Every internal combustion engine needs three things to run well. Sufficient Fuel, sufficient spark to ignite that fuel, and sufficient Mechanical ability to draw in air and squeeze it down along with the fuel for proper burning and power production. Simply put- fuel, spark, compression. To diagnose misfires and check engine lights, these need to be kept in mind. Assuming the shop you used did a proper compression test, you can eliminate the Mechanical part of the equation. The engine must be able to draw in proper amounts of air through the air filter, intake and valvetrain, compress it mechanically, and expel it through the exhaust system. Eliminate this part of the trio. This leaves spark and fuel. You appear to have the improper spark plugs for your application, this means you more than likely have insufficient spark to ignite the air/fuel mixture. Replace spark plugs with OEM equivalent-just to get you on even ground to base your diagnostics from.
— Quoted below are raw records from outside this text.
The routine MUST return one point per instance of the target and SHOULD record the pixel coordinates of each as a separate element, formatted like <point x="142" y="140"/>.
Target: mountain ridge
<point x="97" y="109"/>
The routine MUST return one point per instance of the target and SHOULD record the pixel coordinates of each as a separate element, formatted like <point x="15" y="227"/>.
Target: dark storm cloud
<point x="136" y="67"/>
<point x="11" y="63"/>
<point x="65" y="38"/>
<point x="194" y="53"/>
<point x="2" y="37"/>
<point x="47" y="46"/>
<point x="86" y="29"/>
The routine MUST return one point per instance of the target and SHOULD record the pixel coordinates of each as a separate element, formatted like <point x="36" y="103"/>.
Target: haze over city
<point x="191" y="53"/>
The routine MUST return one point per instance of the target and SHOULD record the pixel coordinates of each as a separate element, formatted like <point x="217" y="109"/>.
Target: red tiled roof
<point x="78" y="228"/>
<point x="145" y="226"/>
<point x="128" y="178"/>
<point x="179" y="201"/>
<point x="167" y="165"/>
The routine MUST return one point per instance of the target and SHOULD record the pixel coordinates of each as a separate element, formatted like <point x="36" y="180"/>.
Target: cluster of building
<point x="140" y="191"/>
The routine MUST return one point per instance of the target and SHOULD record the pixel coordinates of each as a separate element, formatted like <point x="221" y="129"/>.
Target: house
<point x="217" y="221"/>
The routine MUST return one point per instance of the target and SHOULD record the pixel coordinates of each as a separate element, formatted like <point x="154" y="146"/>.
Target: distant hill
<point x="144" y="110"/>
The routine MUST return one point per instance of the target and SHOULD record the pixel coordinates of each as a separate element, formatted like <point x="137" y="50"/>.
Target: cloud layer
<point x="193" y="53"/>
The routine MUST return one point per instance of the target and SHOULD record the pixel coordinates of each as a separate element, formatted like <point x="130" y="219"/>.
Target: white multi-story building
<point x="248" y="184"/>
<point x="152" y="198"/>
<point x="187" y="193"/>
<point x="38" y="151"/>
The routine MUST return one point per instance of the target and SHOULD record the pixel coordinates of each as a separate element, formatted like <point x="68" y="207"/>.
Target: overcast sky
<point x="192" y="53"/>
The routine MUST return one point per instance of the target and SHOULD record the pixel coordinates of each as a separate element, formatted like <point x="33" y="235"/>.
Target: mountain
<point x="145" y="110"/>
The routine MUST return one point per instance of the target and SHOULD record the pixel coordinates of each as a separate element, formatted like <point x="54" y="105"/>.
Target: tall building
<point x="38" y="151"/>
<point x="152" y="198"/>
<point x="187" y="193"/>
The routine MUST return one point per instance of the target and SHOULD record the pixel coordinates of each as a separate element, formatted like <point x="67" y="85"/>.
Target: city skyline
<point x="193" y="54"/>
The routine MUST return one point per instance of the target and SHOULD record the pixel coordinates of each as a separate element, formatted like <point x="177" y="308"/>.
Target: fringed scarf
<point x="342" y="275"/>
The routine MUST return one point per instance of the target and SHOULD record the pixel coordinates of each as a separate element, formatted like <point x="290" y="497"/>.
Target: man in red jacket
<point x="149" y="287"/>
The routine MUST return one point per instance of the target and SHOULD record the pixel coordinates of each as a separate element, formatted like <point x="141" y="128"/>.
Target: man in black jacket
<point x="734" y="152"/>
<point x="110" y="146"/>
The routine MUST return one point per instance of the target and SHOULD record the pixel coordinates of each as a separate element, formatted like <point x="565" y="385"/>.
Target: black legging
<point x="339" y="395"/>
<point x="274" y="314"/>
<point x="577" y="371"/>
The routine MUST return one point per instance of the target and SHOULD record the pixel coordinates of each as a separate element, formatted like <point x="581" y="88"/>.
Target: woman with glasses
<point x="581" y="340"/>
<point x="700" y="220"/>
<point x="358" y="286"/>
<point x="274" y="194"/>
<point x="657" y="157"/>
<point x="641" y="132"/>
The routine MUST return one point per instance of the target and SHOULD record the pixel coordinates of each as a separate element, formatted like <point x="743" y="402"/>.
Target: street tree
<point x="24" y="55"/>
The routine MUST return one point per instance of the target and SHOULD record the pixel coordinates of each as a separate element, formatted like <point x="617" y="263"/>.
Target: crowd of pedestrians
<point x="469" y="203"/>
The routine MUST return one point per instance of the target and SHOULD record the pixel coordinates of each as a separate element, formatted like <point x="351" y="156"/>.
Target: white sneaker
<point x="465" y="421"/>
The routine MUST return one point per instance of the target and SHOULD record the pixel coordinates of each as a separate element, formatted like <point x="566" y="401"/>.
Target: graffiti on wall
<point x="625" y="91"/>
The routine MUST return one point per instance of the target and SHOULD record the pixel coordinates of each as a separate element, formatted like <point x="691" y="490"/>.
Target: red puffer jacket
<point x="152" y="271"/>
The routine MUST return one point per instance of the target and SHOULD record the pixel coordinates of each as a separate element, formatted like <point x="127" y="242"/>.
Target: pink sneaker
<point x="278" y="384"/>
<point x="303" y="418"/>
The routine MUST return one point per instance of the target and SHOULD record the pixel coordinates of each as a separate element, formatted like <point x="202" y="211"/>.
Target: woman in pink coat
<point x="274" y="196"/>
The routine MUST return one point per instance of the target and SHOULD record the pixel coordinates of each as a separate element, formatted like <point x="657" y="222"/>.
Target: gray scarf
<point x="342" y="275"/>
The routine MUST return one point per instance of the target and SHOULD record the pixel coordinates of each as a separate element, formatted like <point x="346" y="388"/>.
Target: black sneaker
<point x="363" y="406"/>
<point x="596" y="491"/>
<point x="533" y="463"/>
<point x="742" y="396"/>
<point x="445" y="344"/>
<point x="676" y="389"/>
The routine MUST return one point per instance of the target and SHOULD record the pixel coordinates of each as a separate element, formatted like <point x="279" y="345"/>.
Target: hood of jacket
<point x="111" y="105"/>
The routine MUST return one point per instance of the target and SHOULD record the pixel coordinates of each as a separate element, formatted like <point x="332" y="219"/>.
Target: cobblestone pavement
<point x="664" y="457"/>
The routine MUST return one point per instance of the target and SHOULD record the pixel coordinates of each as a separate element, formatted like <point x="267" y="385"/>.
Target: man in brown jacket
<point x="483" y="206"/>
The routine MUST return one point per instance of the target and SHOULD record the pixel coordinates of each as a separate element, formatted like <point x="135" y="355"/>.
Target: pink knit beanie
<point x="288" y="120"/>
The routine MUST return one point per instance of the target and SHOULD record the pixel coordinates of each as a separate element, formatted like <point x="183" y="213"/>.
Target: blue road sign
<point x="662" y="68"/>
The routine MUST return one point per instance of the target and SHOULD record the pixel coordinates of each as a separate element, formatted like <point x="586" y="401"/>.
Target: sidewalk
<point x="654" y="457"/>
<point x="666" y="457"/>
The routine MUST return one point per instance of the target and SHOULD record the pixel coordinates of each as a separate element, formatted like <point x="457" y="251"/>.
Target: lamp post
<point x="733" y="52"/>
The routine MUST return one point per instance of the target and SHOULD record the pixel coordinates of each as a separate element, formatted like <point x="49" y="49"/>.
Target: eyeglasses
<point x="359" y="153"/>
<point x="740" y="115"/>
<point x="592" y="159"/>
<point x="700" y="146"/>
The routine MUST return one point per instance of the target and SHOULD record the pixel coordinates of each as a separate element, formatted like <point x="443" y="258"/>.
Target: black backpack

You say you changed all the ignition coils, with the spark plugs correct? Assuming that the coils are all functioning correctly because they are new, double check the Human factor here, and make sure that ALL wiring connections are locked down and tight on the coils. If nothing obvious shows up, it's time to consider the last part of the trio. Fuel pump, fuel injectors, and fuel filter. Get a proper fuel Pressure gauge, and check the pressure for proper spec. Any discrepancy here would indicate fuel pump and fuel filter/regulator need replaced. If still having issues, remember, you have a individual fuel injector on every cylinder-just like the spark plugs and coils. You could have a couple of injectors that are not supplying proper fuel that would cause misfires as well. I had one injector on my WJ when i got it home that was setting a check engine light. It wasn't running poorly(no obvious miss) but the internal resistance in the injector itself was out of spec and causing the PCM to not be happy. I swapped the injector and all is well again. Eliminate your obvious spark plug problem by installing the correct plug for your application, then move on to the fuel system, and start eliminating items over there. Im betting you will find your problem then.